But it does admonish us to construe one of a series of legislative
acts dealing with a common or related problem in light of the
integrated statutory scheme.
See United States v. Hutcheson,
ante, p.
312 U. S. 219. It
warns us not to whittle away administrative power by resolving an
ambiguity against the existence of that power where the full
arsenal of that power is necessary to cope with the evil at hand.
The evil here is direct injurious discrimination against interstate
commerce. The Commission has issued orders against some 120 of
respondent's competitors prohibiting them from selling chance
assortments of candy in interstate commerce. Under this decision,
respondent may continue to use this same unfair method of
competition to increase its business at the expense of those who
sell in interstate commerce and who are not free to employ the same
methods in self-defense. I think the Act, an exercise by Congress
of its commerce power, should be interpreted to protect interstate
commerce not to permit discrimination against it.
Such an approach was used in the
Shreveport
case (234 U.S. 342) to give the Interstate Commerce Commission
control over intrastate rates which injuriously affected, through
an unreasonable discrimination, traffic that was interstate. That
result was reached though the Act expressly denied the Commission
any jurisdiction where the "transportation" was "wholly within one
state." This Court said (234 U.S. at
234 U. S. 358)
that those
Page 312 U. S. 358
words had
"appropriate reference to exclusively intrastate traffic,
separately considered; to the regulation of domestic commerce, as
such.
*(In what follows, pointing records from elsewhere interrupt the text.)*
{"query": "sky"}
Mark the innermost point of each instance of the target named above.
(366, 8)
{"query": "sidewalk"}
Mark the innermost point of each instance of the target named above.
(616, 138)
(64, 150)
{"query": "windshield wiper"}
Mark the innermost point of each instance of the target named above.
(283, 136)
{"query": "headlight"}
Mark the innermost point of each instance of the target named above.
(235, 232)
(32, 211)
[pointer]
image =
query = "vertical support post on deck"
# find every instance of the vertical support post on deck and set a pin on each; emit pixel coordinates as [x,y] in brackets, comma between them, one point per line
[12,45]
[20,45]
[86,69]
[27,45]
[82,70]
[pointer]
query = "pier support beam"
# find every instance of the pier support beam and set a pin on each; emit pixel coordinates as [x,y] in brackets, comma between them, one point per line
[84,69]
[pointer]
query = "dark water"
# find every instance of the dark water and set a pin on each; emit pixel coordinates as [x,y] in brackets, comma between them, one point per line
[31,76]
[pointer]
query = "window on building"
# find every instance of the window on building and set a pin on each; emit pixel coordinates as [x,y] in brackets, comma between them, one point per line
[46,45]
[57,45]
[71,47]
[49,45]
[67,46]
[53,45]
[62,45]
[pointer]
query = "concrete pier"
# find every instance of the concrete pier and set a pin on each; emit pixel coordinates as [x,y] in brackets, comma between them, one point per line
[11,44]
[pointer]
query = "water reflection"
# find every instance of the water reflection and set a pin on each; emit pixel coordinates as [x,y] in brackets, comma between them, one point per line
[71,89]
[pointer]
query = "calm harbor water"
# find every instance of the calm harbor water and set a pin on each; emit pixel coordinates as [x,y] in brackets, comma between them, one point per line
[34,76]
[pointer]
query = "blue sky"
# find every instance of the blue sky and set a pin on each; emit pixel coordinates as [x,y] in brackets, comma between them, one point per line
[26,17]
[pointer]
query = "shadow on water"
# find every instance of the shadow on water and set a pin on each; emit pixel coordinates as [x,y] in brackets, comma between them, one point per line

The powers conferred by the act are not thereby limited where
interstate commerce itself is involved."
The interrelation between the intrastate and interstate
activities in the instant case is hardly less intimate than in the
Shreveport case. The fact that the nexus here is economic,
and not physical, is inconsequential. In this case, as in the
other, the problem is the existence of administrative authority to
provide effective protection of interstate commerce against
discrimination. In the
Shreveport case, statutory doubts
were resolved so as to strengthen the administrative process even
against the claim that thereby the state authorities would be
"shorn of those powers which alone can justify their existence."
Similar arguments should not deter us from being tolerant of an
asserted power, admittedly constitutional, to deal effectively with
the realities of economic interdependence.
The fact that a clarifying amendment to the Act was sought which
would have removed the doubts as to the meaning of "in commerce" is
not material except to the extent that it shows that doubts
existed. It does not aid in resolving those doubts. To be sure,
recent statutes dealing with other fields have removed such doubts
by explicit provisions. But they are of little aid in interpreting
an earlier act in its own legislative setting.
See United
States v. Stewart, 311 U. S. 60,
311 U. S. 69.
And, as to the charge that, for a quarter of a century, the
Commission made no claim to such a power, two answers may be made.
In the first place, as early as 1921, the Commission urged that the
doctrine of the
Shreveport case permitted an
interpretation of the Act which would give it control over certain
intrastate activities.
Canfield Oil Co. v. Federal Trade
Commission, 274 F. 571; Hankin, Jurisdiction of the Federal
Trade Commission, 12 Calif.L.Rev.
Page 312 U. S. 359
179, 197,
et seq. Although the question does not appear
to have been definitely settled, in 1926, the Commission received
some support for its view.
See Chamber of Commerce v. Federal
Trade Commission, 13 F.2d 673, 684.
Cf. American Can Co.
v. Ladoga Canning Co., 44 F.2d 763, 770, 771. But, in 1939,
that power was denied.
California Rice Industry v. Federal
Trade Commission, 102 F.2d 716, 723. Nonuse of the asserted
power clearly cannot be inferred from that record. In the second
place, it would not be relevant if this power did lay dormant for
years. Mere nonuse does not subtract from power which has been
granted. The host of practical reasons which may defer exhaustion
of administrative powers lies in the realm of policy. From that
delay we can hardly infer that the need did not or does not
exist.
MR. JUSTICE BLACK and MR. JUSTICE REED join in this dissent.